Rotherham United Manager Paul Warne can only be pleased with a point after today’s home game with Reading because with a minute to go it looked like the Millers wouldn’t even be getting that.
Speaking to Radio Sheffield after this afternoon’s one-all draw, the Millers Boss said that he was disappointed with the first half (Ed Note – weren’t we all) and Reading could have been ‘out of sight’ before half-time.
But the Millers battled back to get a point – a last minute Joe Mattock scuffed goal which will probably be remembered as a lot better than it actually was! But, he had to be there to score it and we are thankful that he was.
The first half was poor and we were better in the second but we were better because I feel the right men were on the pitch. Personally, I’d have started with Jamie Proctor today and if he’s fit enough for forty-five minutes then why not ninety? And the same with Clark Robertson, for me, if he’s fit he has to be in the starting eleven.
Warney also said that he sees it as a point gained. Sorry, but not for me. No disrespect to Reading but we really should be beating teams like this at home, though I have to admit, they were a lot better than I’d been given to believe. I think today’s game was a should have won game. We probably should have won at Hillsborough last Saturday but I was really pleased with a draw. I was happy with a draw at home to Sheffield United. I’m not very happy about a draw with Reading.
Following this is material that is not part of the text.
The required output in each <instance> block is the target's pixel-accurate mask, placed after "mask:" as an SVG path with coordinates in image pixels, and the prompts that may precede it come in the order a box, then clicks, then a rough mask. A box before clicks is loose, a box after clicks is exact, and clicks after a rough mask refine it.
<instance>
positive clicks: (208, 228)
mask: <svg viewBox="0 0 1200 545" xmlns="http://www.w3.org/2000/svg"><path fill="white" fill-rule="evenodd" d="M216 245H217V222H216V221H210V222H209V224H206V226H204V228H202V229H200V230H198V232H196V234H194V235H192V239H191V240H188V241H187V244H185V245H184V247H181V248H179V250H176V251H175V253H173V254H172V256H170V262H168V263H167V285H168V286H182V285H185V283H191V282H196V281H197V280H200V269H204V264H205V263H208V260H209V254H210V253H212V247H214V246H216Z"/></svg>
First half we didn’t tackle, we didn’t put two passes together, we set off on the wrong foot and we didn’t get going until the second half – you can’t play like that at home.
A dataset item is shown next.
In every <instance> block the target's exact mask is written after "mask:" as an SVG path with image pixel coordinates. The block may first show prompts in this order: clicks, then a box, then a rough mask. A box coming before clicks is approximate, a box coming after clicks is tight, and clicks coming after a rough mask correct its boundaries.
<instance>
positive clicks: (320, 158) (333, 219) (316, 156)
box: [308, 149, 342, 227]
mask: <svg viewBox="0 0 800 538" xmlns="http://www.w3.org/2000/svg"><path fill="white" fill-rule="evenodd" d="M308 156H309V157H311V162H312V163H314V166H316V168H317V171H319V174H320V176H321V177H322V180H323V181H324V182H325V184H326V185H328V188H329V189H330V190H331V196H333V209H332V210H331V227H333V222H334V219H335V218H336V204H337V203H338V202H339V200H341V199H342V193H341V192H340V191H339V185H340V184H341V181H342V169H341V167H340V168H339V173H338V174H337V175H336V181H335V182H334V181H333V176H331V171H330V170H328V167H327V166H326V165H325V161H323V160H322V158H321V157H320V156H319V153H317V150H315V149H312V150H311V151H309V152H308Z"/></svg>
Reading’s caretaker Manager Scott Marshall told the BBC that his team were disappointed in the dressing room after the game and I’m not surprised. Although a bit less of the falling down antics and ‘keeper wasting time and who knows what might have happened?
At least we haven’t moved down the table but we entertain West Brom at the New York Stadium next weekend and I can’t see that being an easy game – but I am here to be proved wrong.